A bulk carrier vessel became wedged in Egypt’s Suez Canal, briefly blocking traffic in one lane of crucial global waterway.
The Suez Canal Authority said in a statement that the Panama-flagged Coral Crystal ran aground in a double-lane stretch of the canal, forcing the officials to redirect other vessels in the convoy to the other lane.
The canal transits two convoys everyday; One north-bound to the Mediterranean and the other south-bound to the Red Sea.
The statement said that tugboats managed to float the south-bound vessel, which carries cargo weighing 43,000 tons. The Coral Crystal then resumed its voyage, the canal said.
Admiral Ossama Rabei, head of the Suez Canal, described the incident as a “very brief grounding,” which was resolved in a “professional manner.”
Geoge Safwat, the canal spokesman, said 61 vessels, carrying a total of 3.2 million tons of cargo, transited in the Suez Canal on September 9th.

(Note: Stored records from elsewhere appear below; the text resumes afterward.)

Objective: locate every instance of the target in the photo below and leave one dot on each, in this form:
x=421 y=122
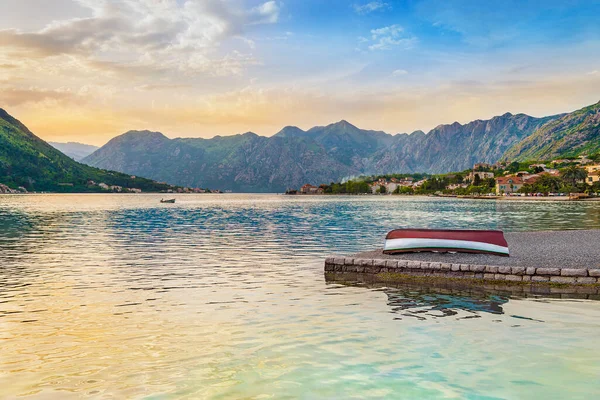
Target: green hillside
x=571 y=135
x=28 y=161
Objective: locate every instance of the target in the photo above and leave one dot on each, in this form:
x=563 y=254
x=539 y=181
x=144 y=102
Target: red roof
x=504 y=180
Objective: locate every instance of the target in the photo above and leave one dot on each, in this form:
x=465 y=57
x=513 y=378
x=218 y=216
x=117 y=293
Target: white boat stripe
x=400 y=244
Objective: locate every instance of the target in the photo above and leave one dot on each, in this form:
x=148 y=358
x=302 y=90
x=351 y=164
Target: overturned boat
x=446 y=240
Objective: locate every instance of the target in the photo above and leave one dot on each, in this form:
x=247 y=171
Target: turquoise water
x=223 y=296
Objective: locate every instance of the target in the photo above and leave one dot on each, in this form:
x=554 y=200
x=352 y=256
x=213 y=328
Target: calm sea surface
x=223 y=296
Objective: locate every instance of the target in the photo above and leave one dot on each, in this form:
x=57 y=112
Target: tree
x=573 y=174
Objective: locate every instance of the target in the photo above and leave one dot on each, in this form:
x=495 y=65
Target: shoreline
x=551 y=258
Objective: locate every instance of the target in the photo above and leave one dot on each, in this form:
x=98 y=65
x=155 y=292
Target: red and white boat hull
x=445 y=240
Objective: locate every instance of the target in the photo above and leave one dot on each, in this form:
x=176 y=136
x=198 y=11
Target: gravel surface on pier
x=556 y=249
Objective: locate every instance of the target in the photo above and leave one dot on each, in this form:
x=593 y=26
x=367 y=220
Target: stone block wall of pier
x=571 y=276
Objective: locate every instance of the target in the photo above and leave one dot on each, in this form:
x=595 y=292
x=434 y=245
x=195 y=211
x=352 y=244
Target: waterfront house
x=310 y=189
x=482 y=175
x=419 y=183
x=391 y=187
x=593 y=174
x=454 y=186
x=375 y=187
x=508 y=184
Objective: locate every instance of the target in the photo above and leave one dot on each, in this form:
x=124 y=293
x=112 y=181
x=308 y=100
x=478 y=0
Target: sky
x=88 y=70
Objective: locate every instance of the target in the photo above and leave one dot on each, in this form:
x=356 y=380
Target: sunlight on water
x=114 y=296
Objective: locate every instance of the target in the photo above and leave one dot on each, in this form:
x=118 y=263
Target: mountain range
x=292 y=157
x=28 y=161
x=252 y=163
x=77 y=151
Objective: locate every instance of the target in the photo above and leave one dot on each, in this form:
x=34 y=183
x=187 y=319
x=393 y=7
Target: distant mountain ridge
x=292 y=157
x=28 y=161
x=77 y=151
x=570 y=135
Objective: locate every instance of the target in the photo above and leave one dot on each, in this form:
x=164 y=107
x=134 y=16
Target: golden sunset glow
x=84 y=70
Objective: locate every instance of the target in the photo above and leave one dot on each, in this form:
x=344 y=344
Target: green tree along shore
x=29 y=162
x=570 y=180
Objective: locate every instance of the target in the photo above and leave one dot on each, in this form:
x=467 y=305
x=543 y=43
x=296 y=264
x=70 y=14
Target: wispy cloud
x=370 y=7
x=147 y=33
x=387 y=38
x=400 y=72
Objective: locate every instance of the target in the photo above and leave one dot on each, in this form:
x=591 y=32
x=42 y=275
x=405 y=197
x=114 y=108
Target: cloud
x=15 y=96
x=148 y=34
x=388 y=37
x=370 y=7
x=399 y=72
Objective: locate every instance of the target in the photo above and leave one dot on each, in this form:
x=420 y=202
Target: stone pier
x=562 y=258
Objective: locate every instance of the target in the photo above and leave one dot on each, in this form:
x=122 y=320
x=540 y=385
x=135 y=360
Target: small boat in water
x=446 y=240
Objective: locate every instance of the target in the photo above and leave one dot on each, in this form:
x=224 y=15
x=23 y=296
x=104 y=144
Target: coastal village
x=562 y=177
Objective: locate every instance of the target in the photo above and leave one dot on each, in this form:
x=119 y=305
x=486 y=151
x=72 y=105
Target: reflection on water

“Traffic (at the canal) was not negatively impacted in anyway,” since it was redirected to the other lane of waterway, he said.
Officials have not said what caused the vessel to run aground.
The ship was built in 2012 with a length of nearly 738 feet and a width of over 104 feet. It was en route to Port Sudan on the Red Sea, according to Traffic Marine, a vessel tracking firm.
The incident came less than six months after the massive Panama-flagged Ever Given ran aground in the single-lane stretch of the canal.
The vessel blocked the canal for six days before being released in a massive salvage effort by a flotilla of tugboats.
The blockage earlier this year disrupted global shipment. About 10% of world trade flows through the canal, a pivotal source of foreign currency to Egypt.
Approximately 19,000 vessels passed through the canal last year, according to official figures.
Authorities continue to investigate how the Ever Given, which is about the length of the Empire State Building, became wedged in the canal.
Initial reports blamed high winds and a sandstorm that affected visibility.
But Egyptian officials have since said human error may have contributed to the ship running aground.
Luckily, this time the blocking was brief and not at such a critical section of the waterway.